Fire Ants Build Their Own Versions Of The Eiffel Tower
Fire ants are tiny insects, so when their homes become flooded with water they go into panic mode. It has been mentioned before that many ants are capable of creating rafts made from the bodies of workers and soldiers. These rafts then transport the most important members of the ant colony to dry areas. However, fire ants can avoid being consumed by large amounts of water by building structures that reach beyond the water’s surface. And, much like ant-rafts, these ants use their own bodies as building materials.
One interesting aspect about these particularly tall ant structures is how similar they are to the well known Eiffel tower. For example, different structures have elements that can handle different weights, and all structures differ in this respect. However, the tall structures that fire ants build are similar to the Eiffel tower’s design in that they each bear a similar amount of weight at key structural points.
Tall fire-ant structures are fascinating to researchers due to the sheer amount of ants, or building blocks, necessary to create an upright structure. So do fire ants possess some way of coordinating the manner in which their structures are built? Well, given the number of fire ants serving at key structural support points, one would think that the answer to the above question would be “yes, ants must have a collective blueprint in mind”.
According to Craig Tovey, an engineering professor at the Georgia Institute of Technology, fire ants do not have a collective “hive” mind; instead each ant in a colony acts in accordance with its own impulses. Also, there is no queen ant issuing orders to the worker and soldier ants concerning how their structures should be built. Further research has revealed that ants simply climb atop one another until their structures collapse, but a surprising amount of structural integrity is maintained for long periods of time.

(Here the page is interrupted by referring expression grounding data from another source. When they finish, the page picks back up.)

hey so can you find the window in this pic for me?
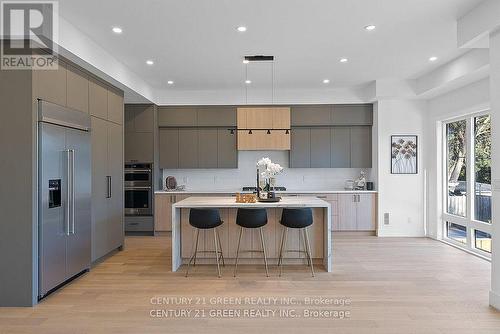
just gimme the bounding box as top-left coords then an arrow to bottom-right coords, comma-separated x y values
446,222 -> 466,244
447,120 -> 467,217
474,115 -> 491,224
474,230 -> 491,253
442,112 -> 491,257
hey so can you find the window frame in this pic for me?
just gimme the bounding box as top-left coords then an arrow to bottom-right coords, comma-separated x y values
441,110 -> 492,257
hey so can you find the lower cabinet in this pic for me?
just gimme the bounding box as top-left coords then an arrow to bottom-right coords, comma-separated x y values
155,194 -> 189,232
293,193 -> 376,231
337,193 -> 375,231
91,117 -> 124,261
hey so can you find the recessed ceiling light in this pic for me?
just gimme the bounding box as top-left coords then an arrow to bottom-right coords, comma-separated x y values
112,27 -> 122,34
340,58 -> 348,63
364,25 -> 376,31
243,59 -> 249,64
429,56 -> 438,62
323,79 -> 330,84
237,26 -> 247,32
167,80 -> 174,85
245,80 -> 251,84
146,60 -> 154,65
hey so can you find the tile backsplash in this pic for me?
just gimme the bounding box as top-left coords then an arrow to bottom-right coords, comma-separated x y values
161,151 -> 373,191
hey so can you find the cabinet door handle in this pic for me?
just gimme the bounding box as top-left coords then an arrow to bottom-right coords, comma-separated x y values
357,195 -> 361,202
106,176 -> 112,198
317,196 -> 327,199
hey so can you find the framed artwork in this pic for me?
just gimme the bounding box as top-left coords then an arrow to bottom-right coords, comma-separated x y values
391,135 -> 418,174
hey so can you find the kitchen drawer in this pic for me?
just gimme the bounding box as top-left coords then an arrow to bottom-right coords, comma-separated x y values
125,216 -> 154,232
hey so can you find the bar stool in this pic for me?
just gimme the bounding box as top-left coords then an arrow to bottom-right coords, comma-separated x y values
278,208 -> 315,277
185,208 -> 225,278
234,208 -> 269,277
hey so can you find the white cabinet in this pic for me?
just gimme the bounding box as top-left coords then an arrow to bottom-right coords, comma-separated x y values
337,194 -> 375,231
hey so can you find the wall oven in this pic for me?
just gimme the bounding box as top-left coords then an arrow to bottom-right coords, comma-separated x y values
124,163 -> 152,216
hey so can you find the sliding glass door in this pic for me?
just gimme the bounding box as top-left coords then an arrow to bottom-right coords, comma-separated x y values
443,113 -> 491,256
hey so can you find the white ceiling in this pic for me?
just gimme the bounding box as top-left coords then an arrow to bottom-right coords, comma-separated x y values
59,0 -> 484,95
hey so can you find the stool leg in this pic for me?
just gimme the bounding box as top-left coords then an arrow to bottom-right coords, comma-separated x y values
259,227 -> 269,277
303,227 -> 315,277
302,229 -> 311,267
233,226 -> 243,277
185,228 -> 200,277
216,228 -> 225,267
214,229 -> 221,278
279,227 -> 288,277
193,229 -> 200,267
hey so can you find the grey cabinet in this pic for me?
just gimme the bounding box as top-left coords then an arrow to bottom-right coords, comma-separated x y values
332,104 -> 373,125
179,129 -> 198,168
158,107 -> 197,126
159,128 -> 238,169
91,117 -> 124,261
350,127 -> 372,168
198,129 -> 218,168
217,129 -> 238,168
197,106 -> 236,126
125,132 -> 154,162
291,105 -> 331,126
310,128 -> 331,168
337,194 -> 375,231
107,122 -> 124,250
331,128 -> 351,168
124,104 -> 155,163
290,128 -> 311,168
159,129 -> 179,169
125,105 -> 154,133
290,126 -> 371,168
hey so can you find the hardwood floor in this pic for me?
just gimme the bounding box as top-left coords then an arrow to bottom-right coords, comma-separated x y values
1,235 -> 499,334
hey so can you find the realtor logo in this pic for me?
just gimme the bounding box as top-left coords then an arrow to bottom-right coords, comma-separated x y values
1,1 -> 59,69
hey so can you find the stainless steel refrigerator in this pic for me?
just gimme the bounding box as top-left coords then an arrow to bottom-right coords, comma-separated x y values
38,100 -> 91,298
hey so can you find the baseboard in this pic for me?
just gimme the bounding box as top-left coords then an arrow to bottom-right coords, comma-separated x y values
490,290 -> 500,310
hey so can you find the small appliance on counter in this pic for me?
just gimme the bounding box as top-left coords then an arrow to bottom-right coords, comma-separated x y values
164,176 -> 186,191
344,180 -> 354,191
366,182 -> 374,191
165,176 -> 177,190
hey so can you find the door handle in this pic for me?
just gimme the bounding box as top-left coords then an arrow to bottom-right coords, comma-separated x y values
65,150 -> 71,236
69,149 -> 75,234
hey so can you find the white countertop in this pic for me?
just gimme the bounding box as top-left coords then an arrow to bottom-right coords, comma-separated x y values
172,196 -> 330,208
156,189 -> 377,195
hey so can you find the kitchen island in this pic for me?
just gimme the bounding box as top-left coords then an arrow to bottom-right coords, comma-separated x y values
171,196 -> 332,273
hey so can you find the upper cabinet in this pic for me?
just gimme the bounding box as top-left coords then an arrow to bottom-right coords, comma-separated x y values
108,88 -> 124,125
332,104 -> 373,125
291,104 -> 373,126
89,77 -> 108,120
158,106 -> 237,127
66,64 -> 88,113
236,107 -> 291,150
197,106 -> 236,126
291,105 -> 331,126
32,60 -> 67,107
158,107 -> 198,127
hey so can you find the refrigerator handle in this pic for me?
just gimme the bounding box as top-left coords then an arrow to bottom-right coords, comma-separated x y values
70,150 -> 75,234
65,150 -> 71,236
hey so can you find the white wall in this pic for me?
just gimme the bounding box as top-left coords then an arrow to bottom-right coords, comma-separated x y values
161,151 -> 372,192
375,100 -> 427,237
425,79 -> 490,239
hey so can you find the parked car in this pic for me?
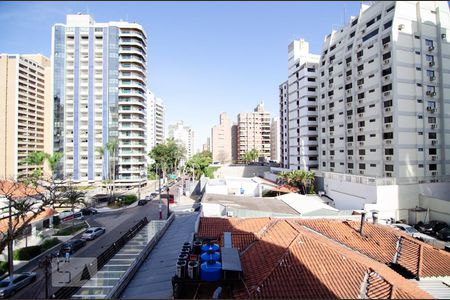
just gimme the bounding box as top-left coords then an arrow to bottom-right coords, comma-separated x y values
150,192 -> 158,198
0,272 -> 37,298
415,220 -> 448,235
80,207 -> 98,216
81,227 -> 105,240
390,224 -> 436,242
59,239 -> 86,255
137,200 -> 148,206
436,227 -> 450,241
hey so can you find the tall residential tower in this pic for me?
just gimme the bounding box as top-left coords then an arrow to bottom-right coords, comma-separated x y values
52,14 -> 148,186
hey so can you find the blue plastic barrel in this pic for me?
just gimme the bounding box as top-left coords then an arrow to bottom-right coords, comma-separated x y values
201,242 -> 219,253
200,250 -> 220,262
200,260 -> 222,282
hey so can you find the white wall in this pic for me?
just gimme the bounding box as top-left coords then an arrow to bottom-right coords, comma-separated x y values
419,195 -> 450,223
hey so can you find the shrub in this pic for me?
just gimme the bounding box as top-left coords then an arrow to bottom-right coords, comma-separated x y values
13,245 -> 42,261
41,238 -> 61,250
55,223 -> 87,236
0,261 -> 8,275
119,194 -> 137,206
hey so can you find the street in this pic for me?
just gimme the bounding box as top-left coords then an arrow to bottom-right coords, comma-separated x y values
12,199 -> 168,299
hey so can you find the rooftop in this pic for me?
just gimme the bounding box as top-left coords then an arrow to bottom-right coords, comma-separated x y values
196,216 -> 450,299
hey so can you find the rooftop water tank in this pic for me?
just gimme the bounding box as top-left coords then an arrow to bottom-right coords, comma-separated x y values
193,241 -> 202,254
201,242 -> 219,253
200,260 -> 222,282
200,250 -> 221,262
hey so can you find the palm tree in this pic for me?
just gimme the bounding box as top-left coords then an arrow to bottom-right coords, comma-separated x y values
45,152 -> 63,178
304,170 -> 316,194
106,140 -> 119,200
21,151 -> 47,178
63,187 -> 86,228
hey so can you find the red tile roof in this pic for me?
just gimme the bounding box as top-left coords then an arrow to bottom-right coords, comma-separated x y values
0,207 -> 57,234
197,217 -> 440,299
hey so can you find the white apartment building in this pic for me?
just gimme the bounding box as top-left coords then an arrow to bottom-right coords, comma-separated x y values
279,81 -> 289,168
146,90 -> 165,152
317,1 -> 450,221
211,112 -> 232,164
52,14 -> 148,187
280,39 -> 320,170
270,117 -> 280,162
0,54 -> 52,179
237,102 -> 271,162
168,121 -> 195,160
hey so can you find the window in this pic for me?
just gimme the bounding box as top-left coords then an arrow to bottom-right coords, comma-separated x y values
425,39 -> 434,47
416,67 -> 422,71
429,148 -> 437,155
415,51 -> 421,55
366,19 -> 375,27
418,164 -> 424,168
382,84 -> 392,92
347,123 -> 353,128
358,93 -> 365,100
357,64 -> 364,71
359,164 -> 366,170
427,70 -> 435,77
382,52 -> 391,60
357,50 -> 363,58
357,78 -> 364,86
386,5 -> 395,13
348,149 -> 354,155
427,101 -> 436,109
363,28 -> 379,42
370,149 -> 376,152
307,68 -> 315,72
382,36 -> 390,45
346,70 -> 352,76
384,20 -> 393,30
348,163 -> 354,169
385,165 -> 394,171
357,107 -> 365,113
368,59 -> 374,64
346,83 -> 352,90
418,148 -> 423,152
382,68 -> 392,76
350,31 -> 356,38
427,85 -> 436,93
383,132 -> 393,139
347,96 -> 353,103
369,89 -> 375,93
429,164 -> 437,171
359,149 -> 366,155
385,148 -> 394,155
352,18 -> 358,26
347,136 -> 353,142
357,135 -> 365,142
384,116 -> 393,123
426,54 -> 434,62
429,132 -> 437,139
370,164 -> 376,167
358,121 -> 365,127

It looks like these ants build their structures by resorting to trial and error, and by following simple rules. For example, ants that have other ants perched atop of them do not move. Secondly, ants that are perched atop of other ants, but with no other ants on top of them, can move in a manner that facilitates the building process. Also, if an opening should appear within an ant structure, such an opening would be filled by other ants in order to decrease the chances of collapse. By following these rules, these ant structures can become surprisingly tall.
Have you ever covered an anthill only to find alternate anthills appear in the same area later on?